Experiment - REST API inference

Problem:You have a trained PyTorch image classification model. You want to serve it so users can send images via a REST API and get predictions back.

Current Metrics:Model accuracy on test set: 88%. No API implemented yet.

Issue:No REST API exists to serve the model for real-time inference.

Your Task

Create a REST API using FastAPI that loads the trained PyTorch model and returns predictions for input images. The API should accept image files and respond with predicted class labels.

Use FastAPI for the REST API.

Load the PyTorch model once at startup.

Accept images as file uploads.

Return JSON with predicted class label.

Do not retrain or change the model.

Hint 1

Hint 2

Hint 3

Hint 4

Solution

PyTorch

import io
from fastapi import FastAPI, File, UploadFile
from fastapi.responses import JSONResponse
from PIL import Image
import torch
from torchvision import transforms

app = FastAPI()

# Load the trained model (assume model.pth exists and model architecture is known)
class SimpleCNN(torch.nn.Module):
    def __init__(self):
        super().__init__()
        self.conv = torch.nn.Conv2d(3, 16, 3, 1)
        self.fc = torch.nn.Linear(16*30*30, 10)  # example for 32x32 input
    def forward(self, x):
        x = torch.relu(self.conv(x))
        x = x.view(x.size(0), -1)
        x = self.fc(x)
        return x

model = SimpleCNN()
model.load_state_dict(torch.load('model.pth', map_location=torch.device('cpu')))
model.eval()

# Define image preprocessing
transform = transforms.Compose([
    transforms.Resize((32, 32)),
    transforms.ToTensor(),
    transforms.Normalize(mean=[0.485, 0.456, 0.406],
                         std=[0.229, 0.224, 0.225])
])

class_names = [f'class_{i}' for i in range(10)]

@app.post('/predict')
async def predict(file: UploadFile = File(...)):
    image_bytes = await file.read()
    image = Image.open(io.BytesIO(image_bytes)).convert('RGB')
    input_tensor = transform(image).unsqueeze(0)  # add batch dimension
    with torch.no_grad():
        outputs = model(input_tensor)
        _, predicted = torch.max(outputs, 1)
        predicted_class = class_names[predicted.item()]
    return JSONResponse(content={'predicted_class': predicted_class})

# To run: uvicorn filename:app --reload

Created a FastAPI app to serve the model.

Loaded the PyTorch model once at startup with map_location to ensure CPU compatibility.
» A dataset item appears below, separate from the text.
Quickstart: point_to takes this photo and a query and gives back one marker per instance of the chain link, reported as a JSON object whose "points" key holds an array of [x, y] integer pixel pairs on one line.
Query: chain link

Added an endpoint '/predict' to accept image uploads.

Preprocessed images with torchvision transforms.

Returned JSON response with predicted class label.

Results Interpretation

Before: No API, model only usable offline.

After: REST API accepts images and returns predictions in JSON, enabling real-time inference.

Serving a PyTorch model via a REST API allows easy integration of ML models into applications for real-time predictions.

Bonus Experiment

Add a batch prediction endpoint that accepts multiple images and returns predictions for all.

💡 Hint

Modify the API to accept a list of files, preprocess all, stack tensors, and return a list of predicted classes.